NEW YORK: Connecting with consumers via their mobile devices is not just an opportunity, but a necessity, according to the vice-president of global advertising and digital at Colgate Palmolive, the household goods giant.

In a "Mobile Marketing Challenge" presentation at the 2014 Interactive Advertising Bureau's Leadership Conference in Palm Springs, California, Jack Haber noted that out of a global population of 7bn more people now own a mobile device than own a toothbrush.

"I really think that there is a big gap in the world of marketing," he said. "There's a gap in money and there's a gap in what marketers need in global marketing." (For more, including the Colgate-Palmolive's analysis of the mobile-marketing opportunity, read the exclusive Warc Event Report: Colgate Palmolive moves mobile to the center of marketing content.)

Of that global population of 7bn, Haber said, two-thirds have a Colgate branded product. "Clearly, we need to connect with everyone everywhere all the time. 62% of the people in the world own a toothbrush – that's about 4bn people.

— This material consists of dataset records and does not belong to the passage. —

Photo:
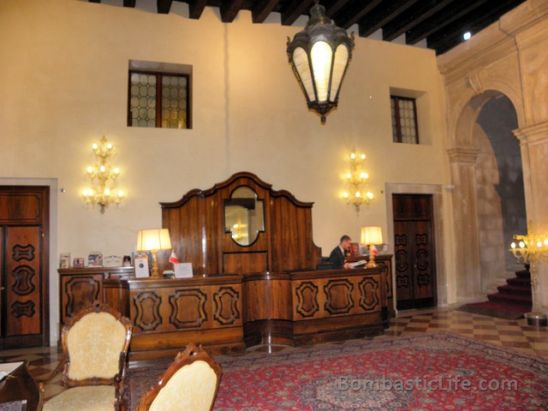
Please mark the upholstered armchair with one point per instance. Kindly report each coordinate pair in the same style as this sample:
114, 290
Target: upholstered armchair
95, 344
189, 383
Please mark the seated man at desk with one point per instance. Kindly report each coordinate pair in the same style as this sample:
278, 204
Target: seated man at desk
337, 256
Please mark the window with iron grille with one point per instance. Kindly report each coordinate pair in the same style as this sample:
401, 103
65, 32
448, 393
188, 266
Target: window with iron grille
158, 99
404, 120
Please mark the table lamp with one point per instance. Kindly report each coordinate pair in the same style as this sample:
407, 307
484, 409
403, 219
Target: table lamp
370, 236
154, 240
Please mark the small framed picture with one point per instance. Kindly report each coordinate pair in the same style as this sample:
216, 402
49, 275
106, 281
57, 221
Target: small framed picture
64, 260
126, 261
113, 261
95, 259
183, 270
141, 266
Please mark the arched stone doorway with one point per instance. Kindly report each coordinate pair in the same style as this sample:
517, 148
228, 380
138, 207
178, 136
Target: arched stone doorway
486, 171
500, 190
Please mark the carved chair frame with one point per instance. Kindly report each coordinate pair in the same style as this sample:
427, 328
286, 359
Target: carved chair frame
186, 357
119, 379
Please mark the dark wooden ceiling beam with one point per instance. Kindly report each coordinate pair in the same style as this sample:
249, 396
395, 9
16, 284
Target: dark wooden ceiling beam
262, 9
163, 6
355, 12
294, 10
230, 9
452, 34
442, 19
335, 6
413, 17
382, 15
196, 8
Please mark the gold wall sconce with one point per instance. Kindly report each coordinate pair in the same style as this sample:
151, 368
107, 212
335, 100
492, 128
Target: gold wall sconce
356, 180
103, 177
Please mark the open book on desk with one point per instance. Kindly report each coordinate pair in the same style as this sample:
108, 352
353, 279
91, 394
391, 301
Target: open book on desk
357, 264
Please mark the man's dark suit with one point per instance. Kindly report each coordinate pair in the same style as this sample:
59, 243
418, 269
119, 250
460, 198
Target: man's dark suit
336, 258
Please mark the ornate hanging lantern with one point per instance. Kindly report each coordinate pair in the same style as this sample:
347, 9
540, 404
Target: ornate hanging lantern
320, 55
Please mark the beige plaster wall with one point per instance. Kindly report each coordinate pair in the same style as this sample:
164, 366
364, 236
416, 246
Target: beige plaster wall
64, 84
491, 235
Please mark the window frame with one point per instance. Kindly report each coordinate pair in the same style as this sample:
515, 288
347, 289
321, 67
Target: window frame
396, 99
159, 75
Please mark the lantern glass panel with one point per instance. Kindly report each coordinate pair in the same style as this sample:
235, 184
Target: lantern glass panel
300, 59
322, 57
341, 58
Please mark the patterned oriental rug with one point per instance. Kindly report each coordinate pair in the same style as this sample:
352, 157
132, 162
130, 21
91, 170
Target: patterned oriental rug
426, 372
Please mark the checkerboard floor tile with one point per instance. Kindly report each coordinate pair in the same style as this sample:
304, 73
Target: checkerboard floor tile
514, 334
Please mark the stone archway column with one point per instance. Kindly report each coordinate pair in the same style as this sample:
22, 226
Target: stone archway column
534, 152
467, 247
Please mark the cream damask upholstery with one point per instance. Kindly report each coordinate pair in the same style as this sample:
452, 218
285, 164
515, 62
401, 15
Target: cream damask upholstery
89, 398
192, 387
94, 344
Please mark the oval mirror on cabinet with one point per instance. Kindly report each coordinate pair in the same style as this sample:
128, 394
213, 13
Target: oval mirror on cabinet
244, 216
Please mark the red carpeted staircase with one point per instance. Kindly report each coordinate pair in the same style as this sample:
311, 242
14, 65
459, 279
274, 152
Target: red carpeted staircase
511, 301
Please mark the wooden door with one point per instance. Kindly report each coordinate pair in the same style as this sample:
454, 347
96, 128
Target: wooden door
414, 246
24, 249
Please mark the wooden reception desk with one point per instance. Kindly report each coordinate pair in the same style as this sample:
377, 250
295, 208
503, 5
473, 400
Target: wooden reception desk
313, 306
277, 296
229, 312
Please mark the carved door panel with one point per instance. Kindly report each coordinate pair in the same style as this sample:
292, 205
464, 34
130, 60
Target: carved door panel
414, 251
23, 266
22, 279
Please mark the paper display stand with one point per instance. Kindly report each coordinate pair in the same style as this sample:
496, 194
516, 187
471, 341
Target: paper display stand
183, 270
141, 267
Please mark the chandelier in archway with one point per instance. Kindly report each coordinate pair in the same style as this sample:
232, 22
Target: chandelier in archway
319, 56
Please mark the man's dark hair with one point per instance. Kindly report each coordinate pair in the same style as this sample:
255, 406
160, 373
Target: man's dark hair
344, 238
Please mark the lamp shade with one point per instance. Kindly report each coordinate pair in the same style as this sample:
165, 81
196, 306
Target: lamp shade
153, 240
371, 235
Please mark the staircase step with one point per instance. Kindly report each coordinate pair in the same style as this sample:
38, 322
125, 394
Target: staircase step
515, 290
523, 274
510, 299
520, 282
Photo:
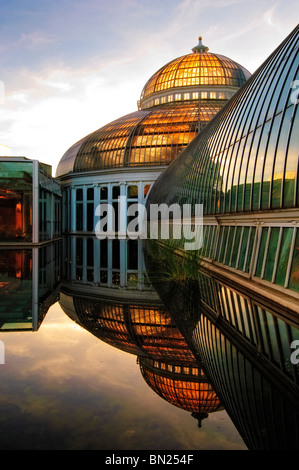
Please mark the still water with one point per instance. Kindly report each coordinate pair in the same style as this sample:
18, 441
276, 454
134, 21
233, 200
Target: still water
86, 366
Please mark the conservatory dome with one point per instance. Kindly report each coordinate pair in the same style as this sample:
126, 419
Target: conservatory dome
214, 75
176, 103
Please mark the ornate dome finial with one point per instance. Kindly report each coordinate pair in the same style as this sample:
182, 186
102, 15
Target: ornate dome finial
200, 47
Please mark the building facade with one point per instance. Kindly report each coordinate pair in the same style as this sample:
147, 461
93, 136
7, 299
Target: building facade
243, 169
123, 159
30, 201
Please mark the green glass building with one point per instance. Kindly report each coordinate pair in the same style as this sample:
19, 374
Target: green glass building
243, 169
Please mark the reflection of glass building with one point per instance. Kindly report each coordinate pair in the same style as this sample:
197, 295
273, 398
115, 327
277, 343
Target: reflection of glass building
126, 156
246, 346
29, 279
136, 322
243, 168
182, 386
30, 201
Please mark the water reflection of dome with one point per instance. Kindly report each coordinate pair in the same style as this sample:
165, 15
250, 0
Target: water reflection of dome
183, 386
138, 328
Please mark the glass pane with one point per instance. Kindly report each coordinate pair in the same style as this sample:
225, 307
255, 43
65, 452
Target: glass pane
294, 278
271, 253
115, 192
15, 200
104, 193
79, 194
248, 259
236, 247
133, 191
90, 194
243, 248
283, 258
261, 253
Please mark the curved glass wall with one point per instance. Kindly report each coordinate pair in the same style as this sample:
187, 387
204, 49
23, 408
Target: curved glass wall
242, 166
247, 158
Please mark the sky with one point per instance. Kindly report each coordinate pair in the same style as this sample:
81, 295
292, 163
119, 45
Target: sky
68, 67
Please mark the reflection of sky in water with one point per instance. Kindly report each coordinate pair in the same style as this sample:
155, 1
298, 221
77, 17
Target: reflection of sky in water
62, 388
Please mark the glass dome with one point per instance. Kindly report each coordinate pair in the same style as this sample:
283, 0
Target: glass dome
247, 158
199, 71
175, 104
152, 137
243, 169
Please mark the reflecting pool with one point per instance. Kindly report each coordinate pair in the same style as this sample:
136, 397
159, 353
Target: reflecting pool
135, 360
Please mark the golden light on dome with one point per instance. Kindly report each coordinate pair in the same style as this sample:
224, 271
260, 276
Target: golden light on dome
182, 386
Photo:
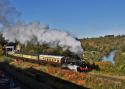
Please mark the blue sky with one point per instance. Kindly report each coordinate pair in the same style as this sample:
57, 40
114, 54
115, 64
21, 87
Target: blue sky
82, 18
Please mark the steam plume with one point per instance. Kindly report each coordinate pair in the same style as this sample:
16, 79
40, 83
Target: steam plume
43, 34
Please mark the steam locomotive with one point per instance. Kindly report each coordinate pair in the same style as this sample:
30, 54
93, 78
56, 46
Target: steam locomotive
72, 63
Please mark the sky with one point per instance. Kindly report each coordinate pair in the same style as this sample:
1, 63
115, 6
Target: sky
81, 18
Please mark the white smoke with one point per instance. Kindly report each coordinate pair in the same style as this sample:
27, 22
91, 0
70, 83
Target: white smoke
26, 32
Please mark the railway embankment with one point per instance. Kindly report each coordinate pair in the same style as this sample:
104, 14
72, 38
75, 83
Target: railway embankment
35, 79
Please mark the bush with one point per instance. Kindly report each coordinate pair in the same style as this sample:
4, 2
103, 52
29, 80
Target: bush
1, 51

But more people, 5bn people, own a mobile device."

And the number of connected people as a percentage of total internet traffic is growing, he added. "We have 1.5bn smartphones now. That growth is at 31% a year."

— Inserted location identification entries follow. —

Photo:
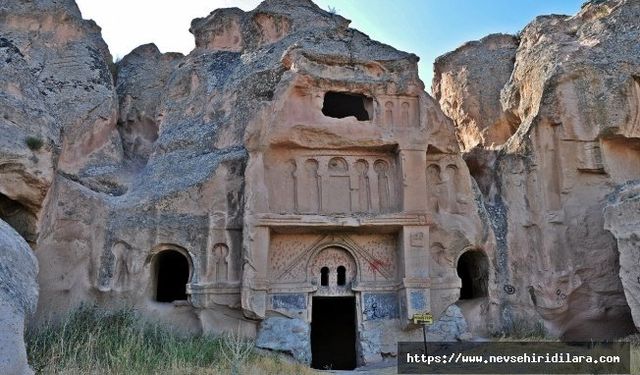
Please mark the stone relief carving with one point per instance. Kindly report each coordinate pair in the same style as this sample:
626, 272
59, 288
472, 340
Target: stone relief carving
332, 259
218, 263
338, 191
384, 194
590, 157
400, 111
375, 257
444, 185
312, 188
328, 184
363, 203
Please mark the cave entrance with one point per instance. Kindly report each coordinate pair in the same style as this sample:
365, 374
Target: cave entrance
341, 105
18, 217
333, 333
172, 276
473, 270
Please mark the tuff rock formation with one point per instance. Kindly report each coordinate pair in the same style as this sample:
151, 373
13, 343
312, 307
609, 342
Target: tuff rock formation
289, 168
573, 95
18, 298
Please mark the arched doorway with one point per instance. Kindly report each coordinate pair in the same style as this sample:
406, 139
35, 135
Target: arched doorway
333, 313
473, 270
171, 276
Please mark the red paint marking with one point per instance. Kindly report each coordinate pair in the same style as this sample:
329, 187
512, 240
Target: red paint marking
376, 265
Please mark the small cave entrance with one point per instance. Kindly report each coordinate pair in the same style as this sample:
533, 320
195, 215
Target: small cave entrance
18, 217
172, 276
333, 333
473, 270
341, 105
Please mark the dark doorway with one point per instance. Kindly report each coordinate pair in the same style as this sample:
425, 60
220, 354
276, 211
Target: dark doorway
473, 269
172, 276
341, 105
333, 333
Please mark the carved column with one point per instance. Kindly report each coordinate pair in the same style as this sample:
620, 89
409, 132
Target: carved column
415, 292
254, 276
412, 166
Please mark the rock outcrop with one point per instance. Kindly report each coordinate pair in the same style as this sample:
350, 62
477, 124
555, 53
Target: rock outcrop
467, 86
573, 93
623, 221
18, 299
289, 161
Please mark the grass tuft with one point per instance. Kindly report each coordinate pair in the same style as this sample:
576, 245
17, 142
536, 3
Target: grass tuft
94, 341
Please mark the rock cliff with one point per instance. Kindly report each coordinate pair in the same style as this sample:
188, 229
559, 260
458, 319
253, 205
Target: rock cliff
569, 85
289, 158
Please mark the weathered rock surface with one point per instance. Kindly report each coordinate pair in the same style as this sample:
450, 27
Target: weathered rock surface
289, 157
622, 219
18, 298
286, 335
574, 93
467, 84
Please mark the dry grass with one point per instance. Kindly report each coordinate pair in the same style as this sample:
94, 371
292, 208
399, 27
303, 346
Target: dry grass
92, 341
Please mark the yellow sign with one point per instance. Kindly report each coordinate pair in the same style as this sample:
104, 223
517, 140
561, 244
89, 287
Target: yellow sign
424, 318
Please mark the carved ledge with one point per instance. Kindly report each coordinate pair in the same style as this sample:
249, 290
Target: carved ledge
384, 220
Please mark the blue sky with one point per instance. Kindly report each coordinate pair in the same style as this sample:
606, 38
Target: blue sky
428, 28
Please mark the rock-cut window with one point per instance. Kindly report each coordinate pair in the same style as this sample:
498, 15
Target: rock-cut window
343, 104
324, 276
342, 275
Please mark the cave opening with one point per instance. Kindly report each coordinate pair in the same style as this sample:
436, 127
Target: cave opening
18, 217
333, 333
341, 105
473, 270
172, 276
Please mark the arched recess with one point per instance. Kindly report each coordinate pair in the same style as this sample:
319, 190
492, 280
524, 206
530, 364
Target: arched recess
331, 257
473, 269
172, 270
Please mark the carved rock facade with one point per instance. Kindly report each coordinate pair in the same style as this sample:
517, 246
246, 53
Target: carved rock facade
289, 161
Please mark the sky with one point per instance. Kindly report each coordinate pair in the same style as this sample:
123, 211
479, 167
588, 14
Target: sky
428, 28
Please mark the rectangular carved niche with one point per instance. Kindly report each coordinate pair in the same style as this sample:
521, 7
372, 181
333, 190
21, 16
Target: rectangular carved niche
590, 157
327, 183
399, 112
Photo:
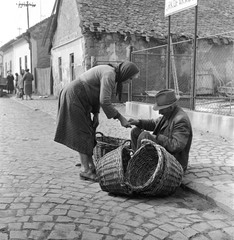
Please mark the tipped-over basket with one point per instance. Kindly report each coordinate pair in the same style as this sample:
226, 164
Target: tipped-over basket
111, 169
152, 171
105, 144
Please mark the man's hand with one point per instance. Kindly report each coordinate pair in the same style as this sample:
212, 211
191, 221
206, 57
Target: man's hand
134, 121
95, 120
124, 122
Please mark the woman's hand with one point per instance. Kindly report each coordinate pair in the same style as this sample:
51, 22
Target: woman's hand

In the near future, he said, connecting with smartphones will represent "an opportunity three to four times larger than it is now – clearly a huge opportunity".

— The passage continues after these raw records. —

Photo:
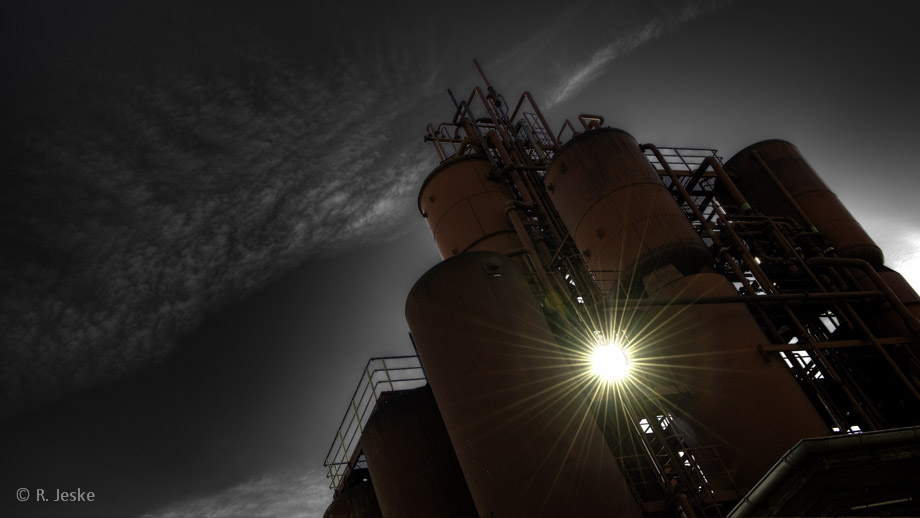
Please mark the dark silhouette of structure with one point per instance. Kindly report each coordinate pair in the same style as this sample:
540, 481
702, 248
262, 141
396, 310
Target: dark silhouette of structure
773, 358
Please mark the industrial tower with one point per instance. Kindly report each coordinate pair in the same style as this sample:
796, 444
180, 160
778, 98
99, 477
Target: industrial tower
630, 330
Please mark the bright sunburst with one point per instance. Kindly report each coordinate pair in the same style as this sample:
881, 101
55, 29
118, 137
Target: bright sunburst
610, 363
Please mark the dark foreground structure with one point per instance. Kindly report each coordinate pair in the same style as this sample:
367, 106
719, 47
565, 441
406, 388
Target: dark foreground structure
768, 360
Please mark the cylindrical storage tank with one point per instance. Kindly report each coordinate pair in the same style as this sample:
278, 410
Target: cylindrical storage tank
883, 319
526, 444
806, 188
411, 460
465, 210
620, 215
752, 410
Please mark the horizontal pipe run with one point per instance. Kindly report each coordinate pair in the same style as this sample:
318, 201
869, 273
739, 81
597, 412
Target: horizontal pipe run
759, 299
837, 344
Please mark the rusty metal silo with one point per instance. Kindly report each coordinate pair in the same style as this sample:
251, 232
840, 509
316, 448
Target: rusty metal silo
621, 216
465, 209
411, 460
526, 444
736, 396
777, 181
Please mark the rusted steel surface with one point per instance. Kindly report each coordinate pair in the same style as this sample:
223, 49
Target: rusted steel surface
753, 408
355, 501
411, 460
465, 210
621, 216
526, 444
799, 193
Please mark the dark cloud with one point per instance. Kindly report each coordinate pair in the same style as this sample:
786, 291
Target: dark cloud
292, 494
167, 174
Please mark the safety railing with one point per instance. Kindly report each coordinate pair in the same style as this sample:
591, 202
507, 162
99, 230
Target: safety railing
380, 375
681, 159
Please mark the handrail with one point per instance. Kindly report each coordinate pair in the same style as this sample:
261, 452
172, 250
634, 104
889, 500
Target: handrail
397, 373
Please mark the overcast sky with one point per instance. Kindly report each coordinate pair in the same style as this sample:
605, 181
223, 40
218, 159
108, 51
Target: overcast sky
208, 215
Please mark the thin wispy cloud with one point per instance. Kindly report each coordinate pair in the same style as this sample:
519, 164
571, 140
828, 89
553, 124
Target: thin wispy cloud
288, 494
625, 36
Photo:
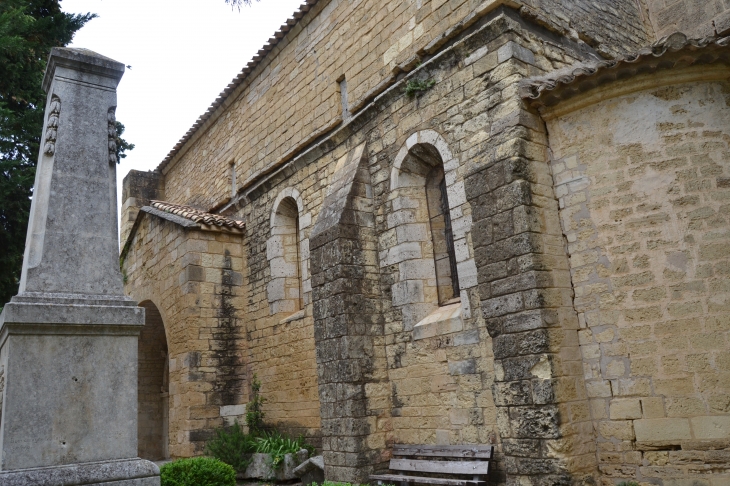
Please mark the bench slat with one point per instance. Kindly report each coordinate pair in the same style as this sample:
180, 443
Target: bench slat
396, 478
444, 467
475, 451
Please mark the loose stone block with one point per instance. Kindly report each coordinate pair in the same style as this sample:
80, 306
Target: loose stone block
663, 429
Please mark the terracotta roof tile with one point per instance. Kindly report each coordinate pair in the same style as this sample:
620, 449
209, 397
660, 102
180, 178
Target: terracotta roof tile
198, 215
676, 50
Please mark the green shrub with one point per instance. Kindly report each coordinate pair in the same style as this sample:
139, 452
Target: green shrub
197, 471
278, 445
230, 446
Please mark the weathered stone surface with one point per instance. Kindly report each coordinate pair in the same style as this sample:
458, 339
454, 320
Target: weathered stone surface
131, 472
311, 470
68, 341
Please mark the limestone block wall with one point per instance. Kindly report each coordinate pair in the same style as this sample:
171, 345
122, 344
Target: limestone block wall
153, 387
643, 185
293, 96
432, 383
194, 279
695, 18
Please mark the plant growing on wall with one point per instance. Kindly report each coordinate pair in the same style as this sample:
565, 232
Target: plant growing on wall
414, 87
254, 412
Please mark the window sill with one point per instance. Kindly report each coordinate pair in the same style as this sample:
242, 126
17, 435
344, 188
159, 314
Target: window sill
294, 317
444, 320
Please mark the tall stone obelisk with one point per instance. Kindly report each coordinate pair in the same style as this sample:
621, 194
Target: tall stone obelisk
68, 340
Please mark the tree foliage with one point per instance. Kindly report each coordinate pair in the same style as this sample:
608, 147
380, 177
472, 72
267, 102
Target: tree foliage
28, 31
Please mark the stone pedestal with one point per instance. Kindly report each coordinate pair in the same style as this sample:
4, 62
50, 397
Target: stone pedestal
68, 340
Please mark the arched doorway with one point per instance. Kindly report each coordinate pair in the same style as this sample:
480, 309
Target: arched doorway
152, 387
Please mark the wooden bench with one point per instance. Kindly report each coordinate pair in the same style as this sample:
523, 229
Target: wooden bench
464, 460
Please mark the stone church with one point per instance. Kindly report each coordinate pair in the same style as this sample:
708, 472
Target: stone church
453, 222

Haber explained that the pure statistical abstract strongly suggests that "mobile gives us an opportunity not just to connect, but I think ultimately to connect better with everyone. Smartphone users are on those phones all day all the time. [They] look at or touch their phones 150 times a day".

And, he warned, if consumer packaged goods companies (CPGs) are "serious about connecting with people everywhere on the globe," mobile devices "are not an opportunity, they're a necessity".

Finally, he also observed that mobile has become a marketing anchor in the US, as it has in China. And in countries like India – where Colgate often has had trouble staying in touch with its target audience – it is using mobile "as a primary channel to reach consumers who we can't reach otherwise".